Ted Cruz is not an evil
fiend. I think he's a disingenuous, calculating,self-serving opportunist,but he
also believes in the rule of law (more or less), an independent judiciary (more
or less), and the right of the people to elect their own representatives (more
or less -- and yes, I know about GOP voter suppression etc., but that is not
the same as advocating a monarchy or a military dictatorship, both of which are
ideas very much current on the global political spectrum). Neither he nor any
other Republican of note that I know of called for the Army to install Mitt
Romney in the White House after the last election. Indeed, Ted Cruz himself was
not installed in the Senate by the bayonets of the Texas National Guard: He was
the overwhelmingly choice of the voters to Texas in a (largely) free and fair
election. And many of his views, such as his advocacy of limited government,
may be repugnant to me and you,but they certainly do not lack for honorable
historical precedent.
Which brings me (finally!) to
my point: I think the left -- and for that matter, society and the planet --
would be better served by making forceful, cogent and,when relevant, emotional
arguments to persuade voters than by firing rhetorical cannonballs. The
cannonballs may pump up the Mother Jones readership, but they don't win
elections -- and that, ultimately, is where the power lies (thankfully) in our
system. Ted Cruz is not the problem -- he's the symptom; the Texas electorate
is the problem. And of course we should fight voter suppression efforts, try to
register more voters and especially, get them to vote. Y'know, if the
oft-invoked "99 percent" were 99 percent of the electorate, or 75
percent,or even 50.001 percent, we could be living in a truly socialist
paradise. The tools and the power are there to be seized.

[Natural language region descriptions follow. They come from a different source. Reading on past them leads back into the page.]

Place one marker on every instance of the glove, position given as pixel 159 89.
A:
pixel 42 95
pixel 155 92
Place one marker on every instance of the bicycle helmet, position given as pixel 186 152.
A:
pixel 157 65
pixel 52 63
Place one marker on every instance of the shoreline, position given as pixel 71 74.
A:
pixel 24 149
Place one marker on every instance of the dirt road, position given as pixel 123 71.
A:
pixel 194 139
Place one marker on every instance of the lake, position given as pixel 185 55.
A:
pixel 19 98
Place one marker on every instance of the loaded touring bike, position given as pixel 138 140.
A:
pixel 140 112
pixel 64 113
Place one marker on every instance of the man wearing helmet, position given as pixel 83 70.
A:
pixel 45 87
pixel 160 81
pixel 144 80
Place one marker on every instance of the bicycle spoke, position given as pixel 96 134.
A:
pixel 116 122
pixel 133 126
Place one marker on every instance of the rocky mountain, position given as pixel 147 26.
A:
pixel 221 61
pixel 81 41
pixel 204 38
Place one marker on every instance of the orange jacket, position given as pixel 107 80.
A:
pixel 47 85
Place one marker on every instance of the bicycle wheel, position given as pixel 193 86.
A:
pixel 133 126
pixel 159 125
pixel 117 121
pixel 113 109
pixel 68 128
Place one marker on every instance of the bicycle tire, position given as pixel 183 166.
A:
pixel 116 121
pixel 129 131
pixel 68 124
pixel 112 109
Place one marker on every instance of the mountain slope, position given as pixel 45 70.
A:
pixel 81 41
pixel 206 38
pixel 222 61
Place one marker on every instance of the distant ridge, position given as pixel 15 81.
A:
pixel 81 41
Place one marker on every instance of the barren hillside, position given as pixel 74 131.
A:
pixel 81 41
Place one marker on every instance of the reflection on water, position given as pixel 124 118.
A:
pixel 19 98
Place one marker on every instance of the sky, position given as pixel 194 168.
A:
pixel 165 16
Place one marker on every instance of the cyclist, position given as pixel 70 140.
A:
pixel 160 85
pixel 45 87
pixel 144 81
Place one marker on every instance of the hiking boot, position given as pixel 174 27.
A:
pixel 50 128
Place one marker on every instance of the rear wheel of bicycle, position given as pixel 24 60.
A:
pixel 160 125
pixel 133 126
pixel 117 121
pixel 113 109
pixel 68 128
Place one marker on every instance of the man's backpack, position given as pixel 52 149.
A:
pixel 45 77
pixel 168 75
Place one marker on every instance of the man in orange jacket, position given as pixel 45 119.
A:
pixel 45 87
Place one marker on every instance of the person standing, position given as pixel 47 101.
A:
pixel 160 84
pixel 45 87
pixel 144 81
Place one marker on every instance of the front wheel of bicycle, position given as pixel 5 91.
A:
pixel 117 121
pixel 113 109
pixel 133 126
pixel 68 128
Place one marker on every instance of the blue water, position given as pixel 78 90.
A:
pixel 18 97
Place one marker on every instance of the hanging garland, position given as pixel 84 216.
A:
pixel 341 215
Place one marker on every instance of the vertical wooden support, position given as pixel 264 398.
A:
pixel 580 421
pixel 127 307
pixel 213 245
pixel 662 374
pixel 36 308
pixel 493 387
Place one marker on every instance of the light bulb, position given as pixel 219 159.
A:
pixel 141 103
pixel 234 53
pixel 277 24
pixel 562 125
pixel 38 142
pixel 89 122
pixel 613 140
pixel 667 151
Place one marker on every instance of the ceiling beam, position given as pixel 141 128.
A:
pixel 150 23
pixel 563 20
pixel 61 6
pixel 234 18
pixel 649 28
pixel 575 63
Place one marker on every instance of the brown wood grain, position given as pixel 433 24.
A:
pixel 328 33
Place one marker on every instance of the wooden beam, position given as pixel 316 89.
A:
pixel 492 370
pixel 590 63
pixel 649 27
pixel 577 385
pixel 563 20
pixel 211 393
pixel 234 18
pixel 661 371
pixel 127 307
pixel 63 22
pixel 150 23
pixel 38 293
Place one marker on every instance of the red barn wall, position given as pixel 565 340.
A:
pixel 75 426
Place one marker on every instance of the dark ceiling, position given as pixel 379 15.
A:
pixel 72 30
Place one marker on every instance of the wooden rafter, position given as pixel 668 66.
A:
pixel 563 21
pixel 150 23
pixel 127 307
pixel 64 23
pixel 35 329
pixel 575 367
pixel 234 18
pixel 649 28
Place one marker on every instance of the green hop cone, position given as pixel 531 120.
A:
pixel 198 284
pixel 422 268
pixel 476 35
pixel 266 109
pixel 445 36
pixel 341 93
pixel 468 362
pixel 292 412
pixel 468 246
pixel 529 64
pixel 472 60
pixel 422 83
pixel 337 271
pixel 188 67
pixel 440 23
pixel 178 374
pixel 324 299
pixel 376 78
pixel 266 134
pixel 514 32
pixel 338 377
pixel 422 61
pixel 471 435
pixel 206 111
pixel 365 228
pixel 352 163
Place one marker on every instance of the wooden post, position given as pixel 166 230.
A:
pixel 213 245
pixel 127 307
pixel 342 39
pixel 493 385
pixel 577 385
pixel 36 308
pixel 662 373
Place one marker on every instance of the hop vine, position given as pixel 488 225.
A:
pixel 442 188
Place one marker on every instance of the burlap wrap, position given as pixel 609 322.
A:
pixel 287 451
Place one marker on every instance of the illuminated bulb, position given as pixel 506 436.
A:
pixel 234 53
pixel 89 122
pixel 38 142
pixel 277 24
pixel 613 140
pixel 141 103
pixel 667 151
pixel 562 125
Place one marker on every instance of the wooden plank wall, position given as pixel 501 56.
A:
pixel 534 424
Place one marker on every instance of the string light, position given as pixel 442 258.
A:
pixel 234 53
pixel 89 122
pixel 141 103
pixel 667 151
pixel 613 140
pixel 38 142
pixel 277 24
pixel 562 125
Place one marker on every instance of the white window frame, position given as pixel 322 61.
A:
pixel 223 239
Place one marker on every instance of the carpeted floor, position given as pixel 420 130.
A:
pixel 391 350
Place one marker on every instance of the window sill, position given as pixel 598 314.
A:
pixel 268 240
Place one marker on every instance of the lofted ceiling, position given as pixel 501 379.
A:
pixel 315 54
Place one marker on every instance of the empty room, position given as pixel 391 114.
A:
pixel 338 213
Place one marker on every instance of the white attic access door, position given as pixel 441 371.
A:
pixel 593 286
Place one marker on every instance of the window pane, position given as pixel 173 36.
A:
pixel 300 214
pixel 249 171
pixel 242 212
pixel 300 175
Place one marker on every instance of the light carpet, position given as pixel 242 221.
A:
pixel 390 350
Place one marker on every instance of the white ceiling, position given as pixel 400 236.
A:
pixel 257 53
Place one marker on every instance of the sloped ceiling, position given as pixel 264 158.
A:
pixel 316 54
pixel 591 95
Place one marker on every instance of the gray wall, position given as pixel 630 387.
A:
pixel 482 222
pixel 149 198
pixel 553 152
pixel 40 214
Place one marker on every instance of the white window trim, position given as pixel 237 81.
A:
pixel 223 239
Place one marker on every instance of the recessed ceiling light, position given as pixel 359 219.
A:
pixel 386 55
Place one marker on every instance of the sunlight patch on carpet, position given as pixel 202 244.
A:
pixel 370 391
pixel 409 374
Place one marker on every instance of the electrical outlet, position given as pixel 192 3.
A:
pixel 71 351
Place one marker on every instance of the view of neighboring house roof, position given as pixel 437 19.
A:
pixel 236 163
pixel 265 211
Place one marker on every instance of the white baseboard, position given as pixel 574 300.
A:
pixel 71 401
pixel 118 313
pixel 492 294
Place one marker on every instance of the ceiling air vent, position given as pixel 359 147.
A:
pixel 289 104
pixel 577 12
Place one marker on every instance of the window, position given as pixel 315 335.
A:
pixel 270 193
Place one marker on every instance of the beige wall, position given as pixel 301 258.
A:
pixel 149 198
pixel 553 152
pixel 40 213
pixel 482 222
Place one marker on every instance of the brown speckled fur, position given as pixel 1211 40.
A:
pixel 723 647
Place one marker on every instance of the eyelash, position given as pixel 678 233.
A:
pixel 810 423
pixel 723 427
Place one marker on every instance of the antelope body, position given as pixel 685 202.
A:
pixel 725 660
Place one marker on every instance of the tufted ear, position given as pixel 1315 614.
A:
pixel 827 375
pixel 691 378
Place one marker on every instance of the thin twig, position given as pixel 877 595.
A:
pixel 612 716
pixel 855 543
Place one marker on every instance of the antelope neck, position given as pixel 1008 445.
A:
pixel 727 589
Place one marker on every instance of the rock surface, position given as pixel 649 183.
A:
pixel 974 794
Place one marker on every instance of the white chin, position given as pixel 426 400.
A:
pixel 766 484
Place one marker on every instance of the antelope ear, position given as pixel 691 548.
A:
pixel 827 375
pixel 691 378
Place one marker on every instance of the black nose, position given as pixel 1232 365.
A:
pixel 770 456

So I would like to see more
of a focus on that than on name-calling. For instance, the Dem just won a
narrow victory over a hard-right R for governor of Va. I suppose calling the R
a woman-hating fanatic helped (though (a) that's still short of sociopath or
evil fiend,and (b) he came damn close). but about 6 percent of the vote went to
the Libertarian candidate - who supported reproductive choice and marriage
equality. If even half of his voters could be persuaded their interests would
be better served by the Democratic Party-- well you can do the math.
If all that makes me an
old-fashioned, accommodationist fuddy-duddy,so be it.